Himono
- Type: Dried and salted fish
- Place of origin: Japan
- Main ingredients: Fish, salt

= Himono =

Japanese culinary method

Himono is a Japanese culinary method of preparing dried and salted fish. The term literally translates to dried fish. The method generally involves taking either the whole fish or slicing it length-wise, soaking it in brine, and then drying it overnight.

Himono is made with smaller varieties of fish, including Pacific saury, sardines, and horse mackarel. It is usually served during breakfast or a late dinner with rice and soy sauce.

== History ==
Himono is the traditional method of preparing dried fish in Japan. Before the use of modern refrigeration, storage, and logistical technology, this method of preparing and preserving dried fish was popular in the country.

Archaeological evidence found in the fossils of dried fish and mollusks suggests that the himono method of fish preservation was practiced as early as the Jomon period (14500 - 300 BCE). It became a popular delicacy among the royalty and nobility during the Nara period (710-794 CE) and the Heian period (794–1185), becoming part of the imperial diet at the court of Kyoto.

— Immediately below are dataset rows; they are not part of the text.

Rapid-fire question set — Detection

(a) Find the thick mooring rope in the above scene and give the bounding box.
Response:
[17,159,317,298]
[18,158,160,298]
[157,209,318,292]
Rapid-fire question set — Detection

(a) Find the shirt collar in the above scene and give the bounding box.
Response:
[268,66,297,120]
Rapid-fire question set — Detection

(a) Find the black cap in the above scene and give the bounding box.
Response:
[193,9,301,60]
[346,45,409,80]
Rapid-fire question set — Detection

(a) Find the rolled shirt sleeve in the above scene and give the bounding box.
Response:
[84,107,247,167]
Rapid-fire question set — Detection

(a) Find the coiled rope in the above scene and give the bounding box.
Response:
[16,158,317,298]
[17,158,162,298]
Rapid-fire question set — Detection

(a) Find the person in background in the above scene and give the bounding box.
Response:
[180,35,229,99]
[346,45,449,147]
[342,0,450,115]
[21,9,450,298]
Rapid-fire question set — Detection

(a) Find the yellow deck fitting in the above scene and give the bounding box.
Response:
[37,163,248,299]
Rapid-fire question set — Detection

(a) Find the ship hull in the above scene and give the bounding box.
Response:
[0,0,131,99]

Over the next few centuries, in particular during the Edo period (1603–1868), as the general population's standard of living improved, the affluent inland civilians began consuming himono as a luxury cuisine item. Fish dried and prepared in the coastal towns was sold in Edo and other inland towns where people embraced it as part of their regular diet.

Around the same time as it began, people began offering dried fish to the gods at the local temples. Today, himono is offered to the Shinto sun goddess, Amaterasu Omikami, at the Ise Grand Shrine in Mie Prefecture.